This event will be moderated by Bryan Le Beau. Bryan Le Beau, who holds a Ph.D. from New York University, has retired as Provost and Vice President for Academic Affairs from the University of Saint Mary, and is currently an adjunct professor of history at the University of Missouri – Kansas City and Georgetown University. He has authored several books on various topics in American history, been a speaker on programs such as CSPAN-TV, and for seven years hosted a national public radio program called “Talking History.”
Thomas H. Neale is a native of Auburn, New York. He attended the public schools of Solvay, New York, and holds a bachelor’s degree in Government and International Relations from the School of Foreign Service at Georgetown University, Washington DC. He pursued additional studies at Syracuse University, Syracuse, New York, and the Université de Dijon, Dijon, France.
Mr. Neale holds the position of Specialist in American National Government at the Congressional Research Service of the Library of Congress (CRS). CRS provides non-partisan information services, research, and policy analysis for the Members and committees of Congress.

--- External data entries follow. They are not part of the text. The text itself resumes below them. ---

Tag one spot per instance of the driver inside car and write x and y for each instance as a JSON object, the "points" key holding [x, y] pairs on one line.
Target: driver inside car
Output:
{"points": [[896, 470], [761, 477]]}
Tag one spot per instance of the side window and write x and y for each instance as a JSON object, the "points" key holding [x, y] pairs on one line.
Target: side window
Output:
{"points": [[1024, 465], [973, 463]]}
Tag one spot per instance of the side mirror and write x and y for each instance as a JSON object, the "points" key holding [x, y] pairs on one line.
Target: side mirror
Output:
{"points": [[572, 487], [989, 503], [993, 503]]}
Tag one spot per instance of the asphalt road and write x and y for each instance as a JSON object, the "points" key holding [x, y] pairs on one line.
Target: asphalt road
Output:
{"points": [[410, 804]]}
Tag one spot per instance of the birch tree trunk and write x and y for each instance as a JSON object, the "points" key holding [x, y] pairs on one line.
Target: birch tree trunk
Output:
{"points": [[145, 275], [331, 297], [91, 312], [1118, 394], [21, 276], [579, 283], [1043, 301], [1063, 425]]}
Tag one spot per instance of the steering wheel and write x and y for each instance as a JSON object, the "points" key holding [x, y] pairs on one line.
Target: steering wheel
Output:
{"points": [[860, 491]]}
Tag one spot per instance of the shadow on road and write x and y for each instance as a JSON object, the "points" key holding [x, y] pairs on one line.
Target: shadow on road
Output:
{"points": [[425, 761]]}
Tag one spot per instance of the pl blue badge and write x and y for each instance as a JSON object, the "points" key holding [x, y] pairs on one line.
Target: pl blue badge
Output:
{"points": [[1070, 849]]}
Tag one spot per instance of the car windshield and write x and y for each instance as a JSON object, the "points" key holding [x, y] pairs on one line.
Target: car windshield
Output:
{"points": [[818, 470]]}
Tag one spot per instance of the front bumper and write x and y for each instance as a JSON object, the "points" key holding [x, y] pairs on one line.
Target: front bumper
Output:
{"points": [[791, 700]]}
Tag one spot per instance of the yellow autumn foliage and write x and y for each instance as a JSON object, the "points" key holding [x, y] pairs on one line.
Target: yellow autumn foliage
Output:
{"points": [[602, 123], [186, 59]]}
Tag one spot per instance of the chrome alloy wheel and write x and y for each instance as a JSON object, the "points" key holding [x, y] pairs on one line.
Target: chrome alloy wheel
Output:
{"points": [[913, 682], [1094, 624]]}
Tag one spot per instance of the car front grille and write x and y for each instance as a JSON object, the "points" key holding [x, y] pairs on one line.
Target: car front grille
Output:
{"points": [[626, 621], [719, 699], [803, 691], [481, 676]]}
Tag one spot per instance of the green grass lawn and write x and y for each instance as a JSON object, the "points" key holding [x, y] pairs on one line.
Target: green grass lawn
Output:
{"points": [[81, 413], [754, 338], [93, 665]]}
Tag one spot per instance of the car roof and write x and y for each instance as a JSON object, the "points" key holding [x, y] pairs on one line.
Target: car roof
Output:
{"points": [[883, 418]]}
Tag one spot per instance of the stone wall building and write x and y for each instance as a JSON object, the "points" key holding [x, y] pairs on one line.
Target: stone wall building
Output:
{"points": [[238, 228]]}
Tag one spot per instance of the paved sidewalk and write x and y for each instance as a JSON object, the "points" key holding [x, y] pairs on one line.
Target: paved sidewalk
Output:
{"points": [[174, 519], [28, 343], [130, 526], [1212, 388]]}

Mr. Neale’s research and analysis portfolio includes American constitutional theory and history; American political history; U.S. elections, with concentration on the presidency and the Electoral College; and presidential and vice presidential qualifications for office, terms, tenure, succession, and disability. In addition to over 250 CRS confidential congressional memoranda and CRS reports for Congress, he has contributed to such Library of Congress publications as Library of Congress Information Bulletin, Library of Congress Gazette, CRS Report, LCPA Insights, and CRS at 100: A Centennial History of the Congressional Research Service. Mr. Neale has testified before committees of the House of Representatives and the Senate on various issues. His external writings include contributions to Wilson Quarterly, the State Department’s E-journal USA, The Encyclopedia of the United States Congress, and The Encyclopedia of the United States in the 19th Century. He has lectured on the U.S. election process at Meridian International, the Academy for Educational Development, the Organization of American States, and the House of Representatives’ Parliamentary Development Task Force and its House Democracy Partnership. He has also served as a panelist for C-Span. For the U.S. State Department, he has lectured at the Foreign Press Center in Washington; the U.S. Embassy in Austria and the Universities of Innsbruck, Klagenfurt, and Salzburg, in Austria; and the Egyptian Parliament and the American University in Cairo. He also served as a panelist for the State Department’s WorldNet television and Voice of America radio international service broadcasts.